Japanese manga series

Even a Monkey Can Draw Manga (サルでも描けるまんが教室, Sarudemo Egakeru Manga Kyōshitsu), also abbreviated as (サルまん, Saruman), is a Japanese instructional manga series created by Koji Aihara and Kentaro Takekuma. It was serialized in Shogakukan's seinen manga magazine Big Comic Spirits from 1989 to 1991, with its chapters collected in three tankōbon volumes. The manga was licensed in North America by Viz Media, being serialized in its Pulp magazine from 2001 to 2002; it was also released in a single volume. A second series, titled Saruman 2.0, was serialized in Shogakukan's Monthly Ikki from 2007 to 2008; its chapters were collected in a single volume, released in 2017.

==Overview==
Even a Monkey Can Draw Manga is a how-to gag manga presented in the form of a instructional guide on manga creation. It follows two young men who aspire to become manga artists while harboring ambitions of dominating Japan. The work incorporates extensive parody and analysis of manga conventions.

==Publication==
Created by Koji Aihara and Kentaro Takekuma, Even a Monkey Can Draw Manga was serialized in Shogakukan's seinen manga magazine Big Comic Spirits from 1989 to 1991. Shogakukan collected its chapters in three tankōbon volumes, released from November 1990 to June 1992. It was republished in two wideban volumes, under the title (サルまん, Saruman), on July 19, 1997. Two "21st Century Collector's Edition" volumes were released on August 28, 2006.
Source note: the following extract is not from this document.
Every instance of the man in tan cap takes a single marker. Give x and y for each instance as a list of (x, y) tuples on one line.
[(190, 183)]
In North America, the series was published in Viz Media's Pulp magazine from May 2001 to August 2002. Viz Media only released a collected volume on November 6, 2002.

Another series, titled (サルまん2.0, Saruman 2.0), was serialized in Shogakukan's Monthly Ikki from October 25, 2007, to May 24, 2008. (Note: It was serialized until the magazine's July 2008 issue, released on May 24 of that same year.) A collected volume was released by Shogakukan Creative, almost ten years after the manga's first publication, on June 26, 2017.

==Reception==
Pat King of Animefringe praised the manga as an "excellent parody of the manga industry" and noted that its artwork "would be right at home in classic issues of Mad Magazine". Johanna Draper Carlson of Comics Worth Reading described the adult content as "vulgar but funny", citing its "nudity and various scatological gags". Carlo Santos of Anime News Network commended the work for its "rundown of every major genre, by demographic" and considered it superior to other "How-to Art" books.

Canadian cartoonist and writer Bryan Lee O'Malley cited the book as a major influence on the art style of his Scott Pilgrim graphic novel series.